---
title: "Online transformation functions"
date: 2021-05-18
type: technical_note
draft: false
---

## Create connection to hsfs

In [1]:
import hsfs
connection = hsfs.connection()
# get a reference to the feature store, you can access also shared feature stores by providing the feature store name
fs = connection.get_feature_store();

Starting Spark application


ID,YARN Application ID,Kind,State,Spark UI,Driver log
22,application_1621263126797_0002,pyspark,idle,Link,Link


SparkSession available as 'spark'.
Connected. Call `.close()` to terminate connection gracefully.

# Define online transformation
#### Online tranformation function has to be part of library installed in Hopsworks. Please refer to [documenation](https://hopsworks.readthedocs.io/en/stable/user_guide/hopsworks/python.html?highlight=install#installing-libraries) how to install python libraries in Hopsworks. For this demo we intalled library from [this](https://github.com/davitbzh/hsfs-transformer-template) repository.
#### When defining transformation function don't decorate with spark `@udf` or `@pandas_udfs`, as well as don't use any spark dependecies.
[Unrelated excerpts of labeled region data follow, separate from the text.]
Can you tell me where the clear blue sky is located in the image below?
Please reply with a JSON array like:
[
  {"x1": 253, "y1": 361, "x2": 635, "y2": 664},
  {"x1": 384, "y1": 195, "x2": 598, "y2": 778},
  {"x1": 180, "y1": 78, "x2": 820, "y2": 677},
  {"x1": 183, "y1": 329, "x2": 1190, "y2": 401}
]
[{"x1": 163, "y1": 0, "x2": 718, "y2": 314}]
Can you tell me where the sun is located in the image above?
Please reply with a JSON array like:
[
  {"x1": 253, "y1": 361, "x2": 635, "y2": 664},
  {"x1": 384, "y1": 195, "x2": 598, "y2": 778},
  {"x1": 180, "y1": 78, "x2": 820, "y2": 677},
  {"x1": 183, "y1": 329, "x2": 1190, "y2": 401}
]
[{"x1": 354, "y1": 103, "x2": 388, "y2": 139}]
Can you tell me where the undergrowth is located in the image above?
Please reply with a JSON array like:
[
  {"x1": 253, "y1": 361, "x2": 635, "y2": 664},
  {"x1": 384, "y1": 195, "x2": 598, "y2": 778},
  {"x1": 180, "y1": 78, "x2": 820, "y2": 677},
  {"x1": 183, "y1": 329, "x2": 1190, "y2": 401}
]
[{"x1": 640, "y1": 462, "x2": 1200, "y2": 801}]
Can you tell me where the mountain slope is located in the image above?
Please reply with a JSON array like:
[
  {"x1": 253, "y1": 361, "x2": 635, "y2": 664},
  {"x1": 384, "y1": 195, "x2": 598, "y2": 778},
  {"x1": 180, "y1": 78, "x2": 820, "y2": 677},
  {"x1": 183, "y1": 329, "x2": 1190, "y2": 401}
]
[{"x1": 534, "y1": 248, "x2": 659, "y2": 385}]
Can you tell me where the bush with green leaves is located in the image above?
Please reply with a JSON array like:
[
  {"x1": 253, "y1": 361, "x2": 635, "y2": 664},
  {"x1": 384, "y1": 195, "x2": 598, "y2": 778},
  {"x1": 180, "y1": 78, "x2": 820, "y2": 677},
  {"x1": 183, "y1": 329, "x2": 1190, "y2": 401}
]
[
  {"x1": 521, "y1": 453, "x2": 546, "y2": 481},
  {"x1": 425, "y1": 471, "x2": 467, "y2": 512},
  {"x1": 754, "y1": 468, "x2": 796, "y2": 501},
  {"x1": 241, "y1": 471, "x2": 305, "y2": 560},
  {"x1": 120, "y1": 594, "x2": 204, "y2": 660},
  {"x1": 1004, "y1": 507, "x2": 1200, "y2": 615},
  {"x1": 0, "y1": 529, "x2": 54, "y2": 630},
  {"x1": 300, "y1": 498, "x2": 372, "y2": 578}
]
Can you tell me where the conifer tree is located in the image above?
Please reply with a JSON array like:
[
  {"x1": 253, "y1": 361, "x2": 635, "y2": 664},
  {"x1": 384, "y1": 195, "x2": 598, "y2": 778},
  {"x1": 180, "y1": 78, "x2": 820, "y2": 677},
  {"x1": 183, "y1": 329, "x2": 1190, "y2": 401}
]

HSFS will apply decorations if it used inside spark application.

In [2]:
from hsfs_transformers import transformer
plus_one_float = fs.create_transformation_function(transformation_function=transformer.plus_one, 
                                                   output_type=float, 
                                                   version=1)
plus_one_float.save()

In [3]:
plus_one_int = fs.create_transformation_function(transformation_function=transformer.plus_one, 
                                                 output_type=int, 
                                                 version=2)
plus_one_int.save()

In [4]:
plus_one_double = fs.create_transformation_function(transformation_function=transformer.plus_one, 
                                                    output_type="double", version=3)
plus_one_double.save()

In [5]:
date_string_to_timestamp = fs.create_transformation_function(
    transformation_function=transformer.date_string_to_timestamp,
    output_type="long", version=1)
date_string_to_timestamp.save()

In [6]:
print(plus_one_float.name)
print(plus_one_int.name)
print(date_string_to_timestamp.name)

plus_one
plus_one
date_string_to_timestamp

## Get all online transformations available in the feature store

In [7]:
fs.get_transformation_functions()

[<hsfs.transformation_function.TransformationFunction object at 0x7f0988f6c910>, <hsfs.transformation_function.TransformationFunction object at 0x7f0988f6c390>, <hsfs.transformation_function.TransformationFunction object at 0x7f0988f6c790>, <hsfs.transformation_function.TransformationFunction object at 0x7f0988f6c090>]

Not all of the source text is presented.